Non è Natale senza il presepe. Dai tempi di san Francesco, rappresenta e simboleggia la nascita del bambino Gesù. Non ci sono alberi o altri addobbi o luminarie od addobbi che lo rappresentino in maniera così significativa. A Castel d’ Asso c’è una piccola chiesa di campagna, costruita quando le persone non avevano mezzi di trasporto per assistere alla messa in città.

Dopo anni di chiusura, ha ritrovato la gioia di riaprire le porte. La piccola, ma unità comunità che se è presa cura anche quest’anno, ha voluto allestire il presepe, scegliendo di ricordare che Gesù s’incarna della storia e condivide la vicenda degli uomini in ogni epoca, anche nella nostra. Il presepe di Castel d’Asso si è fatto dunque immagine della volontà di ricordare e di condividere alcuni problemi dei nostri giorni.

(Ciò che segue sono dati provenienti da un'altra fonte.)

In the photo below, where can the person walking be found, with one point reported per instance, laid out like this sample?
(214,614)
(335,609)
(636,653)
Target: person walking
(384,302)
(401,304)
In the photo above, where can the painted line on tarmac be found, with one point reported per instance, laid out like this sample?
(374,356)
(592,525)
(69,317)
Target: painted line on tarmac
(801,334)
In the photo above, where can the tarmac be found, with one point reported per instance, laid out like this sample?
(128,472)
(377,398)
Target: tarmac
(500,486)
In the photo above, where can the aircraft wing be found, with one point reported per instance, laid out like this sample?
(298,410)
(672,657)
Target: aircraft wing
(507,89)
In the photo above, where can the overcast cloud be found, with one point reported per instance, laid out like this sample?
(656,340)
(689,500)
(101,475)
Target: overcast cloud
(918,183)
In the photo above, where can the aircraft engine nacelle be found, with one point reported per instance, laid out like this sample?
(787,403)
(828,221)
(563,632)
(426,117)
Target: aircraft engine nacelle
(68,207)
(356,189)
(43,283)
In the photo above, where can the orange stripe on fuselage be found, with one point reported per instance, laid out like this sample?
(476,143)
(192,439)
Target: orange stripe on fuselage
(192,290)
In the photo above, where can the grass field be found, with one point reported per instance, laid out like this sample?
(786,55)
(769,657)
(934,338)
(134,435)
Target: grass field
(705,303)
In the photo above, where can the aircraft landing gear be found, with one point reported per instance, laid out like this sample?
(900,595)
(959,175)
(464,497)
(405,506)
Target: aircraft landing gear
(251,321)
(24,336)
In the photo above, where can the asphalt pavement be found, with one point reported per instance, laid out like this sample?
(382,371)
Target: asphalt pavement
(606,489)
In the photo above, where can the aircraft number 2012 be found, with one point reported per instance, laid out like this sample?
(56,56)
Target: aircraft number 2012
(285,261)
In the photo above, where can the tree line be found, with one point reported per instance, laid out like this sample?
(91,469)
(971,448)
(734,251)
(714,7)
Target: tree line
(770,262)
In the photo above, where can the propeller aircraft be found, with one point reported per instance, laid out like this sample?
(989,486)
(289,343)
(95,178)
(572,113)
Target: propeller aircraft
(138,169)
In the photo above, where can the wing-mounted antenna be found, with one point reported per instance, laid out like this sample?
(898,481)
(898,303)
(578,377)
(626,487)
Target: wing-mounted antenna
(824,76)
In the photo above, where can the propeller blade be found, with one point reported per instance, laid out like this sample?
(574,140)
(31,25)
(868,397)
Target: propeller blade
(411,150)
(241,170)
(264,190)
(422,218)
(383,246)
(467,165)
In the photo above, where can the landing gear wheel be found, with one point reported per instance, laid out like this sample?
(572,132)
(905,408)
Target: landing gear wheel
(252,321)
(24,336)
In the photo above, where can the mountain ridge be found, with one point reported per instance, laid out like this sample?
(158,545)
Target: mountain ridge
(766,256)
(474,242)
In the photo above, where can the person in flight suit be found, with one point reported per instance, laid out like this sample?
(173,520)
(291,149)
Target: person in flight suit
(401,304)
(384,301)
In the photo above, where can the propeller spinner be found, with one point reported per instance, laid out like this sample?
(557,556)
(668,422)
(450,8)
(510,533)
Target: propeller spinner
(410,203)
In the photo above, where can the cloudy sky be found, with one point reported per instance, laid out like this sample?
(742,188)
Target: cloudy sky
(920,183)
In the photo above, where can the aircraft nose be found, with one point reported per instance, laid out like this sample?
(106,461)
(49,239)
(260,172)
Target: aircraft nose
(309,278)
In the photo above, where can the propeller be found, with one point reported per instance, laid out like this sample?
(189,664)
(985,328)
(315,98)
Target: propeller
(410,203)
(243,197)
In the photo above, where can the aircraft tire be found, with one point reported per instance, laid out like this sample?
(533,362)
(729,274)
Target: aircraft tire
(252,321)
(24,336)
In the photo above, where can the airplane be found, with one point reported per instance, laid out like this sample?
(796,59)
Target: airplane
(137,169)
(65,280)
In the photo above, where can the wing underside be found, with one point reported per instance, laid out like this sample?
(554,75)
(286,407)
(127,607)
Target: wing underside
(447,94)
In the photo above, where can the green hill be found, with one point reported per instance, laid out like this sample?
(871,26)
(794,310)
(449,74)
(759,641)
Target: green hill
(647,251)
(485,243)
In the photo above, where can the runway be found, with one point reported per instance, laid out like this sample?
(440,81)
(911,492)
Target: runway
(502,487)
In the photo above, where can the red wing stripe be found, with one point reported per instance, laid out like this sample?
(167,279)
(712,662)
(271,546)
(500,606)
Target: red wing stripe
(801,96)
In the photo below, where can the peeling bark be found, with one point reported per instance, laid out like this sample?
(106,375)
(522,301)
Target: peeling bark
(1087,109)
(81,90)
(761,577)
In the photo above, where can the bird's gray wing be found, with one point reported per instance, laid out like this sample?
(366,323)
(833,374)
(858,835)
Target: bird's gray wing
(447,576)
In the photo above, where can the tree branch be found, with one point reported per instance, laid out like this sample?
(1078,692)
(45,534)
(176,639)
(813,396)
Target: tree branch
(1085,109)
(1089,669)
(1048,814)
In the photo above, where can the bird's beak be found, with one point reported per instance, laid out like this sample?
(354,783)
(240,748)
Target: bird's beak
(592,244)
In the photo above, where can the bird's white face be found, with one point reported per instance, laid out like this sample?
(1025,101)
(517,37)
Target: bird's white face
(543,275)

Così, oltre alla capanna a, Maria, Giuseppe, la mangiatoia che fa da culla a Gesù, il pastore, l’angelo, la stella cometa, il bue e l’asinello, c’è una bandiera arcobaleno, simbolo della pace, che rappresenta il rifiuto di ogni discriminazione, ci sono due paia di scarpe rosse per ricordare la violenza al mondo femminile, ci sono un telo mimetico e del filo spinato a denunciare la tragedia delle guerre nel mondo e quella di profughi e migranti. E a quel filo spinato è appoggiato un bambino svestito, con i giochi rovesciati, a simboleggiare l’infanzia violata dalla violenza fisica e morale.

Dal piccolo mondo di Castel d’Asso sale un grido di disperazione, dal cuore sale un desiderio di aiutare il prossimo, l’insegnamento che la Messa inizia quando si esce dalla chiesa appare chiaro ed accentua il desiderio di, semplicemente, far del bene.
Ed allora, guardiamoci intorno e ascoltiamo e aiutiamo il prossimo, che è molto più vicino a noi di quanto crediamo.
Bentornato bambino Gesù, anche quest’anno, a ricordarci che non stiamo seguendo i Tuoi insegnamenti.